The human CRISPLD2 ORF cDNA was cloned into the vector pIRES2 (Clontech, Palo Alto, CA) with the green fluorescent protein (GFP) and V5 and His tags. GFP not fused to the inserted protein allows monitoring of transfection efficiency. V5 fused to the inserted protein before the stop codon allows for identification of the inserted protein.

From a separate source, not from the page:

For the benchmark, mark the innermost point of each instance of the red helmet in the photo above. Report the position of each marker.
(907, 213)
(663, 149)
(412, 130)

His tag is fused to the inserted protein after V5 and before the stop codon. HEK293 cells were transfected with human CRISPLD2 ORF plasmid or empty vector using lipofectamine 2000. After 48 h, G418 600 μg/mL was added for selection. After 2 weeks, stable cell clones from single cells were used. Protein expression of CRISPLD2 in HEK293control (containing empty vector) and HEK293CRISPLD2ORF cell lysates and media were examined by western blot using the V5 antibody as previously reported by Zhang et al. (2015). The stable cell line HEK293‐CRISPLD2‐HIS‐V5 was maintained in Dulbecco's modified eagle's medium (DMEM) with 10% (v/v) heat‐inactivated (56°C 30 min) fetal bovine serum, 1% penicillin/streptomycin, and 600 μg/mL G418 (Life Technologies, Carlsbad, CA). The cells were passaged 1:3 when they reached 95% density. The cells were expanded into three 225 cm2 Corning Flasks (Corning Inc., Acton, MA) to get enough supernatant for purification. When they were 80% confluent, DMEM (serum‐free, antibiotic‐free) medium was added carefully after washing the flasks twice with PBS, and cultured for 48 h. Cell culture supernatant was collected for detection and purification.
Preparation of rCRISPLD2.
Cell culture broth was centrifuged and loaded onto Ni SephoroseTM6 Fast Flow 0.5 mL (GE, Mississauga, ON, Canada) at 1.0 mL/min. After washing and elution with appropriate buffer, the eluted fractions were pooled and buffer exchanged to PBS, pH = 7.2. The purified protein was analyzed by SDS‐PAGE and western blot.
Purified protein activity assessment by migration assay.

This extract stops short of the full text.